Leaders may allocate their leadership capital where it’s easiest to do so — the “path of least resistance” approach. In this case, leaders find it easier to work with certain team members than others, so they spend all their time with a subset of their team they like the most. This approach minimizes their stress by limiting their interactions with more difficult team members. That approach is risky. Not only will other team members feel their leader is playing favorites, but the leader isn’t getting the return she should for her leadership capital investment. Furthermore, the person who is fun to work with might be the lowest performer on the team. Imagine if you told your clients you made investment choices solely based on which account rep was the nicest.

These three approaches — “spreading peanut butter on a sandwich,” “being reactive,” and “the path of least resistance” — have benefits, but they’re not likely to be the best way to get the most efficient and effective output from the entire team.

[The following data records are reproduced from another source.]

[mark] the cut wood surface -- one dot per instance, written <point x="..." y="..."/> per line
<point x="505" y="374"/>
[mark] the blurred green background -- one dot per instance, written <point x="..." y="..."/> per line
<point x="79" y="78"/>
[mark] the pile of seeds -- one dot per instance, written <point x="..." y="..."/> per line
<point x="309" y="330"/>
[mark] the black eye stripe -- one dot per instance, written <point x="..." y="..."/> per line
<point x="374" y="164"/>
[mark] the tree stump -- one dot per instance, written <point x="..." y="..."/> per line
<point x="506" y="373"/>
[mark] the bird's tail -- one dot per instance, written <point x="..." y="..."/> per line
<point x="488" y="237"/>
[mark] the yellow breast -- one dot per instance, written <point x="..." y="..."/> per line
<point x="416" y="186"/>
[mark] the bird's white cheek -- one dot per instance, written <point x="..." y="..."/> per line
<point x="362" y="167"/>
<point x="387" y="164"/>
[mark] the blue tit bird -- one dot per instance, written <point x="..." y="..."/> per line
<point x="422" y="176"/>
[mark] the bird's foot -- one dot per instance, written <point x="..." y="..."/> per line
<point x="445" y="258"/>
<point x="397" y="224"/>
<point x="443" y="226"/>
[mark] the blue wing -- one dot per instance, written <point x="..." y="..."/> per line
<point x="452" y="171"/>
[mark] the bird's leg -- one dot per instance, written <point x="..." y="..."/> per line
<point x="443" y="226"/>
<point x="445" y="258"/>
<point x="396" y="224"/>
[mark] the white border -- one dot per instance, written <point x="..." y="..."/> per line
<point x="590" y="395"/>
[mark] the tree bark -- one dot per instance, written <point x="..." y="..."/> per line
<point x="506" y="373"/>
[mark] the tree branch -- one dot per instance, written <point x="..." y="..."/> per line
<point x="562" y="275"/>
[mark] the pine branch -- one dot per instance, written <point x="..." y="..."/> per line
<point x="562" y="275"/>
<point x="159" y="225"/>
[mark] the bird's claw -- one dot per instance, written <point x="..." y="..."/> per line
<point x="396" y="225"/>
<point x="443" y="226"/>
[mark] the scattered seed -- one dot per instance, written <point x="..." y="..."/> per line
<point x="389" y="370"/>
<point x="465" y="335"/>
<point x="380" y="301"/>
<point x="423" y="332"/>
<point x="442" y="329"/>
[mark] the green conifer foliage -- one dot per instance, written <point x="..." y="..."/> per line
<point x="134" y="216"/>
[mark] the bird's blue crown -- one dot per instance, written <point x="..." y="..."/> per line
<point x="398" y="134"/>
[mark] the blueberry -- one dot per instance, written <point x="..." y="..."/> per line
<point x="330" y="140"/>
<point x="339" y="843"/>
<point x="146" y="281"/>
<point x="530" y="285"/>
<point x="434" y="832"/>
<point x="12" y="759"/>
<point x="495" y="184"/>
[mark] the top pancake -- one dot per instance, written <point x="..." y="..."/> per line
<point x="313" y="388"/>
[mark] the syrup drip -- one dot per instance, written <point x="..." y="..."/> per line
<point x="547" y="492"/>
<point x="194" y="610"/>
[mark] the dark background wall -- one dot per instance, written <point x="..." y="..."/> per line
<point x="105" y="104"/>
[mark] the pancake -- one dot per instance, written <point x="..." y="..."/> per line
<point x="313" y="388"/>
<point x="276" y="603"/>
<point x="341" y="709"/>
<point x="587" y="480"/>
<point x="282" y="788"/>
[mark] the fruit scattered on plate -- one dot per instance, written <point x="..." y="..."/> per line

To get the best results out of your team, you should think about your team as a portfolio of people with different performance patterns that require different amounts, and types, of leadership from you. These performance patterns come in four basic forms based on the input of leadership capital they require from you and the output they create in return:

  • Exemplars (high output / low input) can be categorized based upon their career aspirations. Some Exemplars want their great performance to provide them a stepping stone to larger roles and responsibilities. These are the “Rising Stars.” Other Exemplars are content remaining in their current roles. They’re experts and they’re satisfied with delivering outstanding results without much interference from their boss. These individuals are the “Domain Masters.”
  • High-Cost Producers (high output / high input) break into subtypes based on the kinds of costs they incur. Some get results but at the high cost of damaging team morale and destroying the goodwill you and your team have accrued with others. These individuals are the “Steamrollers.” High-Cost Producers who get results but require an inordinate amount of hand-holding from their leader to get them done are the “Squeaky Wheels.”
  • Detractors (low output / high input) are defined by the root cause of their performance issues. Some don’t have the skills they need to do their job. These individuals are the “Square Pegs.” We call Detractors who have the skills to do the job but lack the will to do it the “Slackers.”
  • Passenger (low output / low input) subtypes are determined by the kind of output they produce. Some only work to get their paycheck. They expend the bare minimum amount of effort required to keep getting paid. These are the behaviors of your “Stowaways.” Other Passengers exert a great deal of energy but they focus on tasks they want to do, not tasks you need them to do. We refer to Passengers behaving this way as “Joyriders.

Once you have identified the behavioral-performance patterns present on your team, you will see your team in a new light. (You can use this simple online tool to assess your team using this framework.) Armed with these new insights, you can figure out the specific type of leadership each team member needs from you to improve their performance. By seeing your team as a portfolio, you can also figure out how you can invest less of your time in some parts so you can invest more in other parts. In short, you will learn to get better results out of your team by working smarter, not harder, as a leader.